It is used to decompose the query.
For example if the query is "Compare Amazon and Uber is 2020 and 2021", then it will break the query in following parts:
* Amazon in 2020
* Amazon in 2021
* Uber is 2020
* Uber in 2021

In [17]:
def decompose_query(query):
    companies, years = extract_companies_and_years(query)

    tasks = []
    for c in companies:
        for y in years:
            tasks.append((c, y, query))

    return tasks

It executes the tasts that are returned by the decompose_query function.

In [18]:
def multi_query_rag(query):
    tasks = decompose_query(query)

    results = []

    for company, year, sub_query in tasks:
        answer = ask_10k(company, year, sub_query)

        results.append({
            "company": company,
            "year": year,
            "answer": answer
        })

    return results

In [42]:
def print_results(results):
    for r in results:
        print(r["answer"])

Showcasing the output of one of the query

In [44]:
query = "Compare Amazon’s net sales in 2019 vs 2021."
results = multi_query_rag(query1)
print(query)
print_results(results)

Compare Amazon’s net sales in 2019 vs 2021.
I'm sorry, I can't provide a comparison for Amazon's net sales in 2019 vs 2021 as the information provided only contains data for the fiscal year 2018 and 2019. The total net sales for Amazon in 2019 were $280,522 million.


Showcasing the output of another query

In [46]:
query = "Summarize the major risk factors in Uber 2021 and Amazon 2020."
results = multi_query_rag(query)
print(f"query: {query}")
print("\n")
print_results(results)

query: Summarize the major risk factors in Uber 2021 and Amazon 2020.

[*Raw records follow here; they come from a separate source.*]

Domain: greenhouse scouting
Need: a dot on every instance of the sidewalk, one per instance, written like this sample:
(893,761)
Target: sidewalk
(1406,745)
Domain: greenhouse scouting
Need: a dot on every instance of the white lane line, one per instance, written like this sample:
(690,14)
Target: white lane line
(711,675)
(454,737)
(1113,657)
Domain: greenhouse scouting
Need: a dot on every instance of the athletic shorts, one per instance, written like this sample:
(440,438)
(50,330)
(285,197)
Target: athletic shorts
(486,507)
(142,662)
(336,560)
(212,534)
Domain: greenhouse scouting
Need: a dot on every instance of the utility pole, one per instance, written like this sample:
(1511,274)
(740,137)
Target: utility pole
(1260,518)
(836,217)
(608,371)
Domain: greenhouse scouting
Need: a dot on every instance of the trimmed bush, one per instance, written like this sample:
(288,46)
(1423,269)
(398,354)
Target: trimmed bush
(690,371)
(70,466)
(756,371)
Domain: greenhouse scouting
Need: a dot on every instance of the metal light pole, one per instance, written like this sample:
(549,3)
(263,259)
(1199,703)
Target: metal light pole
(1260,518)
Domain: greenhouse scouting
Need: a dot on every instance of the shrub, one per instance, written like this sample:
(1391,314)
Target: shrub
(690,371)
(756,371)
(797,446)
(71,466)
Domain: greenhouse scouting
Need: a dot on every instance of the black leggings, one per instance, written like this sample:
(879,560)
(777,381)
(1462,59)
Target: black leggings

The major risk factors for Amazon in 2020 include intense competition in various industries such as e-commerce, retail, advertising, and logistics, as well as potential risks related to global economic conditions, supply chain constraints, and fluctuations in operating results. The document pertains to Amazon, fiscal year 2021, on page 8.
The major risk factors for Uber in 2021 include uncertainty regarding when driver supply levels will return to pre-pandemic levels due to the impacts of the COVID-19 pandemic, as well as the recent surge of the Omicron variant affecting travel and other operations. Additionally, substantial investments in new offerings and technologies pose risks as expected benefits may not be realized, and operations in large metropolitan areas may be negatively affected by various conditions including COVID-19.

There is no information provided about Amazon in 2020 in the context given.


# Problem 3

Defining the configurations for the problem 3

In [29]:
import requests
import re
from datetime import datetime

RAPID_API_KEY = "66ef2a227dmshbb9c186d77b2539p1ac253jsn6b5ba1ceda97"

BASE_URL = "https://yahoo-finance166.p.rapidapi.com"
HEADERS = {
    "x-rapidapi-key": RAPID_API_KEY,
    "x-rapidapi-host": "yahoo-finance166.p.rapidapi.com"
}

It is the Decision Maker for getting
* The current status of price of Amazon and Uber.
* The Historical trend over past days.

In [52]:
def parse_query(user_query):
    q = user_query.lower()

    symbols = []
    if "amazon" in q or "amzn" in q:
        symbols.append("AMZN")
    if "uber" in q or "uber" in q:
        symbols.append("UBER")

    if "last" in q and "day" in q:
        days = int(re.search(r"(\d+)", q).group(1))
        return {"type": "history", "symbols": symbols, "days": days}

    return {"type": "current", "symbols": symbols}

It send my credentials and retreive the raw data from the server.


In [60]:
def call_yahoo(symbol, range="1mo", interval="5m"):
    url = f"{BASE_URL}/api/stock/get-chart"
    params = {
        "region": "US",
        "symbol": symbol,
        "range": range,
        "interval": interval
    }

    r = requests.get(url, headers=HEADERS, params=params, timeout=10)
    r.raise_for_status()
    return r.json()["chart"]["result"][0]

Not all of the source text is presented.